Pinto da Costa vê o golo de Kelvin "todos os dias"

Presidente do FC Porto fala sobre o museu do clube, "um sonho realizado" e capaz de fazer 'corar' o museu do Barcelona. Pelo meio, recordou o golo de Kelvin ao Benfica e mostrou o "Espaço K".

O presidente do FC Porto afirmou nesta quinta-feira que o museu do clube, que abre ao público no sábado, é um projeto que ultrapassou o seu "ambicioso" sonho, que esteve na origem da sua construção.

"Tudo o que tinha idealizado foi talvez um bocadinho ultrapassado. Sinto que acordei e que o sonho afinal não o era. Era realizável. Está uma obra fantástica", assumiu Pinto da Costa, após uma visita ao amplo e tecnológico espaço, na companhia dos atletas, treinadores e dirigentes do futebol e modalidades.

A visita guiada teve um propósito: "Antes de abrir ao público, é importante que quem veste a camisola do FC Porto sinta a importância e orgulho do clube onde estão e conhecer a sua história e êxitos". "O meu mérito é ter sonhado isto e ter encontrado gente, uma equipa fantástica capaz de concretizar o meu sonho", sintetizou. Pinto da Costa contou que foi visitar o museu do Barcelona, mas que, posteriormente, ao falar com o arquiteto dos "dragões", lhe disse que "para fazer uma coisa destas, é melhor não fazer".

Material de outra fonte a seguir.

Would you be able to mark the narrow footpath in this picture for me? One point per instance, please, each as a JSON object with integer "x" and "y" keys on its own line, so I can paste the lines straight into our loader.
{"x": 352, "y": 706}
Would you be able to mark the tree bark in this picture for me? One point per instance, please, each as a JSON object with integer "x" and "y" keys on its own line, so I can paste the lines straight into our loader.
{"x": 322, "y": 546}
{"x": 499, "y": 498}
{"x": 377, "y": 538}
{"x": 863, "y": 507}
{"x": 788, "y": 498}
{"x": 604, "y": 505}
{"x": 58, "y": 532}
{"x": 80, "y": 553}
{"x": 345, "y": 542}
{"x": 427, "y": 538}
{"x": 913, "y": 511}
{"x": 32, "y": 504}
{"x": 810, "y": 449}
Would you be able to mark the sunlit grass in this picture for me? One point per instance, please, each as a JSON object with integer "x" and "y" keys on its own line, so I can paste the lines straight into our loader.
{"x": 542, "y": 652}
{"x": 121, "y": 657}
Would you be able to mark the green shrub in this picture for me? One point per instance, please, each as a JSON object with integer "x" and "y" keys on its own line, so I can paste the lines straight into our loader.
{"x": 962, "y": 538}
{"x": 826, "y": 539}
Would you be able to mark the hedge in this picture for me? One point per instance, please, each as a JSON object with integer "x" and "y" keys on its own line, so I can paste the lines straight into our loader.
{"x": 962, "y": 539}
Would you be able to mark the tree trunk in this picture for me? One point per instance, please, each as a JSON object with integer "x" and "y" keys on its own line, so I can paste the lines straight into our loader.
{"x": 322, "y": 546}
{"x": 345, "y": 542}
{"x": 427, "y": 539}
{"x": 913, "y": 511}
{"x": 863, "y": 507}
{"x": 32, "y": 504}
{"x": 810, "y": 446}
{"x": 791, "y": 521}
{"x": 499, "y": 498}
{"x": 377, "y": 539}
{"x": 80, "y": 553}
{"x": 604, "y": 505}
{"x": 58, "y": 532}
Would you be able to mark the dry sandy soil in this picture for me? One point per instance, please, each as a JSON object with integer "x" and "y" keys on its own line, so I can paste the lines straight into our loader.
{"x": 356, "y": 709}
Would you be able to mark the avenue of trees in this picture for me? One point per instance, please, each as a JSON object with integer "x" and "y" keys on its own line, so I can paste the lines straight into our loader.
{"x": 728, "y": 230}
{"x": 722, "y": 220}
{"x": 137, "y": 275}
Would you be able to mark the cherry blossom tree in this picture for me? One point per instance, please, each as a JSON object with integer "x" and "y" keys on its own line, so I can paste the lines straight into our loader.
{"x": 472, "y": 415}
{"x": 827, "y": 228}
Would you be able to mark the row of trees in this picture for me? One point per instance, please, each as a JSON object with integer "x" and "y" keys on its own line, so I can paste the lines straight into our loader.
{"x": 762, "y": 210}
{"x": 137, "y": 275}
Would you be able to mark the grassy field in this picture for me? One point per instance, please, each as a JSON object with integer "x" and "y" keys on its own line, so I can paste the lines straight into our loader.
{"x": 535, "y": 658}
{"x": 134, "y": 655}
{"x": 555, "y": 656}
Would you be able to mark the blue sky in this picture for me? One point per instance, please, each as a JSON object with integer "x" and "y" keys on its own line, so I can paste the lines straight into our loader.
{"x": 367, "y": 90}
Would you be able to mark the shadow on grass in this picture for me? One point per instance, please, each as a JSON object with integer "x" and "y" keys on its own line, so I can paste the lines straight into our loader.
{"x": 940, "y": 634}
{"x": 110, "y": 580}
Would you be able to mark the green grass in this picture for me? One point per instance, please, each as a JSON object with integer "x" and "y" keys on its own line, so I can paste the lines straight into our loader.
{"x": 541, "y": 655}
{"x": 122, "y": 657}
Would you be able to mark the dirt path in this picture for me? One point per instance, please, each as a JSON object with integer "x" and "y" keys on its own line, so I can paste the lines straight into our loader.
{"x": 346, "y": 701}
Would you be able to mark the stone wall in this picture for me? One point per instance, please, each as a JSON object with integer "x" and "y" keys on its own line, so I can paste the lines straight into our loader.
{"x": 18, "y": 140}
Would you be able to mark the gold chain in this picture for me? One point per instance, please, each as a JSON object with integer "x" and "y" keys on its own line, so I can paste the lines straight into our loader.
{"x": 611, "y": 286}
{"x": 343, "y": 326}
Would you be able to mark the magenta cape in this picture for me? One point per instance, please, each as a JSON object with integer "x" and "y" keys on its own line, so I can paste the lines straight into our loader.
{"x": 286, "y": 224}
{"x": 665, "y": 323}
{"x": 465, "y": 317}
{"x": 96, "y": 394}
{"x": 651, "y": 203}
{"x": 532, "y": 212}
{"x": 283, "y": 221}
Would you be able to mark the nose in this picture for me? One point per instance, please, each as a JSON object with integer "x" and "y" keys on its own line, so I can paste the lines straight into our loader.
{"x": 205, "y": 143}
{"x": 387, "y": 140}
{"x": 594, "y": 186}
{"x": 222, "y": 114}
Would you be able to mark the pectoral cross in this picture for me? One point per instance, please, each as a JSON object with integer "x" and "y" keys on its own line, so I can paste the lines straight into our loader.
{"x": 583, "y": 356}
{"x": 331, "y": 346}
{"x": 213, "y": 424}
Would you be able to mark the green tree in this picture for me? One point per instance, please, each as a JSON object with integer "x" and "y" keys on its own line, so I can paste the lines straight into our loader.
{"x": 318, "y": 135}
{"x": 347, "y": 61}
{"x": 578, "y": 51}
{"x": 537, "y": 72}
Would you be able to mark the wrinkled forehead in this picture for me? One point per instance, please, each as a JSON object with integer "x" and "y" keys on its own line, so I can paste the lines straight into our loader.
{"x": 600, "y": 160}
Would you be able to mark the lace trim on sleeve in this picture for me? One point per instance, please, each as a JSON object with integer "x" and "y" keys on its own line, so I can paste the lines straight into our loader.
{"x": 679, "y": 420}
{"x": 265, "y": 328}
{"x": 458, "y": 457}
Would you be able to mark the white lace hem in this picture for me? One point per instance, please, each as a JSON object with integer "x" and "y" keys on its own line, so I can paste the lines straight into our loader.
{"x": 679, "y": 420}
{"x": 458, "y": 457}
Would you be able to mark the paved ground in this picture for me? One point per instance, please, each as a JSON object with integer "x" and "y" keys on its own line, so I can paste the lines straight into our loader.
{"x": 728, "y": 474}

"Não foi o que sonhei. Trocamos ideias e ele disse que eu era muito ambicioso. Eu disse que se não fossemos capazes de espantar quem o visita, então não se faz. Felizmente compreendeu o que eu queria. Há coisas inovadoras que não há em museu nenhum. O autocarro da vitória é um pormenor interessantíssimo. E a figura do 11 mais votado pelos adeptos também é ideia muito interessante", opinou.

Um dos lugares onde Pinto da Costa passou mais tempo foi o "Espaço K", dedicado ao golo de Kelvin frente ao Benfica, na época passada, aos 90+1' (embora muitos adeptos tenham associado este momento ao número 92) da penúltima jornada, que valeu o 2-1 e a liderança do campeonato, confirmada com o título uma semana depois. "Já vi (o golo) para aí umas 50 vezes. Hoje vi seis. Todos os dias vejo. Ao todo, mais de 50", gracejou.

O mote para falar de futebol, com o "clássico" de domingo com o Sporting, que decide a liderança da Liga, no Dragão, não foi aceite pelo dirigente: "Estamos a falar do museu, não vamos misturar. O jogo é para treinadores e jogadores. Não falo disso após uma visita destas. Hoje devemos recordar a história, o bonito que vimos. As pessoas que recordamos".

Reinaldo Ventura, "capitão" do hóquei em patins, colocou no museu, hoje mesmo, o último troféu conquistado pelo clube, a Supertaça.

"Para quem é portista como eu, isto é um orgulho tremendo. Aqui vive-se a história do FC Porto, o momento como foi o colocar a Supertaça de hóquei em patins. Agora percebo porque é que o presidente ambicionava tanto ter este museu. Porque é fantástico, lindo demais. Só tenho de lhe dar valor por aquilo que conseguiu fazer", resumiu.